Although there was strong support for the ideas espoused by the NDM it lacked the organizational strength to translate this into electoral support. In 2001 the NDM again fared badly in a by-election in North East St. Ann. Shortly after, Golding announced his resignation as president of the NDM.

Golding withdrew from political activity and in April 2002 started hosting a daily talk show “Disclosure” on Hot-102, replacing Wilmot Perkins’ “Perkins on Line”. The show was a significant success and by July of that year the All-Media Survey showed that it was second in ratings only to RJR’s Hotline.

Even during his tenure with the NDM, Golding always figured prominently in opinion polls as a possible leader of the JLP and this always gave rise to speculation of his return to that party.
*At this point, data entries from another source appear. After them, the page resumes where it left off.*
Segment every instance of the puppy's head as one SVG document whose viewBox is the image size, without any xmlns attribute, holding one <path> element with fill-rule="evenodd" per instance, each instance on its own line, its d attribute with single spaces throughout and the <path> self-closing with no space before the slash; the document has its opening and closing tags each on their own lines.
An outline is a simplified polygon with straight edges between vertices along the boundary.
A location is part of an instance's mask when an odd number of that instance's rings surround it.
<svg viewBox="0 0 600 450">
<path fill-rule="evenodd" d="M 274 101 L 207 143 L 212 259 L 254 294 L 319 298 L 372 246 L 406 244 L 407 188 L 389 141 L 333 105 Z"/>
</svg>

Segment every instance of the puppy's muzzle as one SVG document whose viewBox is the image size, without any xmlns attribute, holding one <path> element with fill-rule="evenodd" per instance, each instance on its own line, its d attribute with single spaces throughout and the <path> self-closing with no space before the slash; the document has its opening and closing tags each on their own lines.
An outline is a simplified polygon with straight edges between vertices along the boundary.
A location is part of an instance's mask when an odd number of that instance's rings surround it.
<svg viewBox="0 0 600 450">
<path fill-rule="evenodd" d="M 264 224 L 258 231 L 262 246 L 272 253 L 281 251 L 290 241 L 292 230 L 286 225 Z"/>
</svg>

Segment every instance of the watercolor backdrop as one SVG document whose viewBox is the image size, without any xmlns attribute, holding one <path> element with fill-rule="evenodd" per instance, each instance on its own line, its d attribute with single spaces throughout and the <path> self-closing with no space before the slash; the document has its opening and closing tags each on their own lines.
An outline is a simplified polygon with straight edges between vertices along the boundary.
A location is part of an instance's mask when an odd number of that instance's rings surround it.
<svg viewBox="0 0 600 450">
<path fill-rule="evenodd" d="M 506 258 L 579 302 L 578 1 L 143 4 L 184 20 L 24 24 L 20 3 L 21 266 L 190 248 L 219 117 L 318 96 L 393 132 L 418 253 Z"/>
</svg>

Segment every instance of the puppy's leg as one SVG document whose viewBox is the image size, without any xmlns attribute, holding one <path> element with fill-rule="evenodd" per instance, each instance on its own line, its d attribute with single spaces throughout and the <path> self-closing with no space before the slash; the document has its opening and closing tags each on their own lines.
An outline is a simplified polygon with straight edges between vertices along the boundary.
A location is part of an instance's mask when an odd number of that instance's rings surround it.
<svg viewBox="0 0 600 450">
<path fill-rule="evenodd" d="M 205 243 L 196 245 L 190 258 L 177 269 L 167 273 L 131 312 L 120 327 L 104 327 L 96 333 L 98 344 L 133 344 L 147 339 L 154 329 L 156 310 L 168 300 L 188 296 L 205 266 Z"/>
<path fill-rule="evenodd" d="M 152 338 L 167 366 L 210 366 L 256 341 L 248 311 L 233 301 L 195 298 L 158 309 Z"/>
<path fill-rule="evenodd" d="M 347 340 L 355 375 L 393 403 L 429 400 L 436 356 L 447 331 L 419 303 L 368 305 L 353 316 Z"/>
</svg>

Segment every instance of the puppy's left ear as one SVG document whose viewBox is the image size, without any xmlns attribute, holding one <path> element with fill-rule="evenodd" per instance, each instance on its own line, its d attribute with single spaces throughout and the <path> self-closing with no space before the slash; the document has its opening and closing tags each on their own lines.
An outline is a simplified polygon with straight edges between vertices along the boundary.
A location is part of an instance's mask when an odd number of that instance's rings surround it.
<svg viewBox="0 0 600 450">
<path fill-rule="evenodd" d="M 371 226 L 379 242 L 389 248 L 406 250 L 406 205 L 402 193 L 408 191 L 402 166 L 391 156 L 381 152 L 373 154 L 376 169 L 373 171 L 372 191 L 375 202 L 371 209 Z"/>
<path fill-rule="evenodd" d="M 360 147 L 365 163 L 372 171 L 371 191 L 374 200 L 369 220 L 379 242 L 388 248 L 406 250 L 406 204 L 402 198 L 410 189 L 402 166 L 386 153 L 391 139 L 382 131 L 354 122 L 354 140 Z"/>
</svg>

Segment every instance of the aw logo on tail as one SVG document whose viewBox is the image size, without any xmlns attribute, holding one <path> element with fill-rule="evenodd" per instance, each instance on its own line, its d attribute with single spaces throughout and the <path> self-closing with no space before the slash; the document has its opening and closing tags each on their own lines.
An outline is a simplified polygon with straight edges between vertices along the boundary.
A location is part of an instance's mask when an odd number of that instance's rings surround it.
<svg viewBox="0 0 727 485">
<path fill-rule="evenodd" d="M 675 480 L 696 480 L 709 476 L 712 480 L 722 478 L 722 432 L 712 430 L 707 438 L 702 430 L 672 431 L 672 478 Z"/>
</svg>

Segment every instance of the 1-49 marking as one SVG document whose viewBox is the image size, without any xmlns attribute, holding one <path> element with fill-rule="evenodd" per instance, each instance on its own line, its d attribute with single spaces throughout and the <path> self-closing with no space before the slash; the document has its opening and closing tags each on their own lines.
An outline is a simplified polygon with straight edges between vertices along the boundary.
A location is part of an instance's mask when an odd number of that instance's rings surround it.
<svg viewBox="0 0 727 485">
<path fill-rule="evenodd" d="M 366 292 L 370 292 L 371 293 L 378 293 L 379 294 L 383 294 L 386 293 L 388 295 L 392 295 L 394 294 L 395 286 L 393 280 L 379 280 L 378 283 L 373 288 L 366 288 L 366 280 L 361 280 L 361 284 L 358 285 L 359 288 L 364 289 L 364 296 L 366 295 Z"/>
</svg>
This speculation intensified after he was the keynote speaker at a G2K public forum in May 2002 and as guest speaker at fundraising events for JLP MPs Andrew Holness and Pearnel Charles.

His return to the JLP

In September 2002 shortly after the announcement of new elections and after intensive behind-the-scene negotiations, Golding rejoined the JLP under a Memorandum of Understanding under which the JLP committed itself to:

Re-examine the issue of separation of powers and to ensure that it is placed before the people in a referendum as an option.

Develop practical initiatives to eliminate political tribalism and garrison politics.

Establish a Special Prosecutor to investigate and prosecute corruption among public officials.

Allocate 2 ½ % of the annual budget to be distributed equally among all constituencies to finance projects and ensure adequate provision of basic amenities.

Ensure that all oversight committees of Parliament are chaired by a member of the Opposition to facilitate greater transparency and accountability in government operations.

Make provision for the Leader of the Opposition to make statements in Parliament on the same basis as government Ministers.

Re-examine the issues of term limits and fixed election dates.

Golding rejoined the JLP merely three weeks before Election Day at which time the JLP had fallen behind the PNP in opinion polls. The fact that the JLP performed substantially better polling 48% to the PNP's 52% and winning 26 seats to the PNP's 34 is widely attributed to the impact of his return to the party.

Following the elections Golding was appointed to the Senate and named Shadow Minister of Foreign Affairs and Foreign Trade.

His return to the JLP’s leadership ranks

On his return to the JLP, he was elected unopposed as Chairman of the party. He was also elected unopposed as Leader of the JLP in February 2005.

In April 2005, Mr.Golding was elected Member of Parliament for the constituency of West Kingston.

He became the Leader of the Opposition on April 21, 2005.

His family

Golding and his wife Lorna have been married for 32 years and are the parents of one son and two daughters:
Sherene: Graduate of Howard University, Rutgers University and now completing law studies at Georgetown University.
Steven: Graduate of Johns Hopkins University and a Garvey scholar.
Ann-Merita: Currently enrolled at Howard University.